I suspect a major divide in the usefulness of academic publication is whether we're trying to establish specific empirical claims, or develop a philosophical framework. For the former, if you want to make STEM claims, it's difficult to get people to take you seriously without having published results. This is what MIRI is doing. Many other EA problems, such as disease mitigation and economic development already have a developed literature, meaning much of the problem right now is applying that literature to donating strategy. As EA becomes more prevalent and we begin targeting problems other than the low hanging fruit, we will push the boundary of what that literature has to say. Givewell is running into this problem already. While the discussions should advance beyond what is published, it makes sense to have a paper trail of evidence that various methods are as effective as they're claimed to be. While the discussion shouldn't be limited to academia, there should be an academic branch to EA, particularly in STEM.

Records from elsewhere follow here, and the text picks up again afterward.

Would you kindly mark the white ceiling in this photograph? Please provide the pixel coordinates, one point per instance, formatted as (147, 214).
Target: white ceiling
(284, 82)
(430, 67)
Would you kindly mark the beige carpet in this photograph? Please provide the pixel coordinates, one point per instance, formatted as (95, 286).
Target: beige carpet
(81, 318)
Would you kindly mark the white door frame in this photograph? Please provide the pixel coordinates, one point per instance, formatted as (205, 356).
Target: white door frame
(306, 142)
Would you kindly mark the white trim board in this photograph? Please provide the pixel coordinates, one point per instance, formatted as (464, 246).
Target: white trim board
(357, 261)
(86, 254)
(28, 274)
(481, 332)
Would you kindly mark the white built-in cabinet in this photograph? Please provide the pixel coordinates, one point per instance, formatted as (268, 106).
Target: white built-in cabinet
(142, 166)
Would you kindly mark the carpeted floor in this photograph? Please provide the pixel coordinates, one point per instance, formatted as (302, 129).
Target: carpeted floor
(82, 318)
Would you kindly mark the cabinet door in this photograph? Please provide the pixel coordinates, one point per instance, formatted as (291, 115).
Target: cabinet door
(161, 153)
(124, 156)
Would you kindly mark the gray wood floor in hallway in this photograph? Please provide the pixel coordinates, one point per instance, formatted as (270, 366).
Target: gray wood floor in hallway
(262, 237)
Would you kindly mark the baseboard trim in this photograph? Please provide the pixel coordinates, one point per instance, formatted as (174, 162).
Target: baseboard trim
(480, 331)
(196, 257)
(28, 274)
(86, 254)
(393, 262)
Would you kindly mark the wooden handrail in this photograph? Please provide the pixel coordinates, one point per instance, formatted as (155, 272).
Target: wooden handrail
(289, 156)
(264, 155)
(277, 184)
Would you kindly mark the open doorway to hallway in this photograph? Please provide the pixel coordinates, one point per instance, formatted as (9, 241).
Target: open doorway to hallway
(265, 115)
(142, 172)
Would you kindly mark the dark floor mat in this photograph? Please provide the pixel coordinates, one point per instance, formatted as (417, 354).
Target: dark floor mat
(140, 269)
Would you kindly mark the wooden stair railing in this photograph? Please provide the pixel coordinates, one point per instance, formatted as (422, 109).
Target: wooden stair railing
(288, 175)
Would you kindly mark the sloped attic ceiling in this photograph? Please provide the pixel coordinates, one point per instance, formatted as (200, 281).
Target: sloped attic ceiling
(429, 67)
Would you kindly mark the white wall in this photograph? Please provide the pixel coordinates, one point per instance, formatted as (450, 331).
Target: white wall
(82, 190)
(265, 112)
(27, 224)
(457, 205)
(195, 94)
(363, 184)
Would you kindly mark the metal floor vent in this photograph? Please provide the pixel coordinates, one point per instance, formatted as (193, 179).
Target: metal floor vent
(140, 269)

comment by Lila · 2015-07-11T18:48:02.582Z · score: 0 (0 votes) · EA(p) · GW(p)

I come from the STEM perspective, but for me, if I see a publication that isn't peer-reviewed, I immediately dismiss the claims in it. I'm disappointed that this paper has been shared so much lately, for example: http://www.alcor.org/Library/pdfs/Persistence.of.Long.Term.Memory.in.Vitrified.and.Revived.C.elegans.pd There are so many bad non-peer-reviewed scientific papers that peer review is a really good heuristic for whether a paper can be taken seriously.

My impression is that Eliezer's style both helped him and hurt him. Some people loved it, but many people (including me and Luke Muelhauser) found it hard to read: http://lesswrong.com/lw/hzt/writing_style_and_the_typical_mind_fallacy/

For years I dismissed Eliezer's ideas as glib and crankish because of his writing style. I only began to take AI risks seriously when Bostrom wrote about them.

comment by zackrobinson · 2015-06-06T19:39:47.620Z · score: 0 (0 votes) · EA(p) · GW(p)

Of the eleven reasons given at the top, I thought the most obvious issue is raised by number three: Virtually no one reads most academic publications. This seems to be true in many cases even for an academics writing to other academics. The sheer number of papers published is staggering, and unless one is already very prominent in his or her field, it seems unlikely that a large audience will be exposed to one's paper. There are exceptions of course, such as the reputation of the journal, but if we are to assume that we are not referring to academic superstars publishing in the absolute top journals in a given field, the audience of academics is also likely to be small.

If one's goal is to write books, there may potentially be a problem in becoming perceived as legitimate enough to gain the attraction of a publisher if one doesn't hold a research position and doesn't publish in journals. I mentioned this to Diego as well. It is speculation on my part, and I'm sure there are many exceptions to this rule, but it does seem like a non-academic will be regarded by publishers differently than academics. I'd be interested to hear the thoughts of someone with direct knowledge of the publishing industry on this point.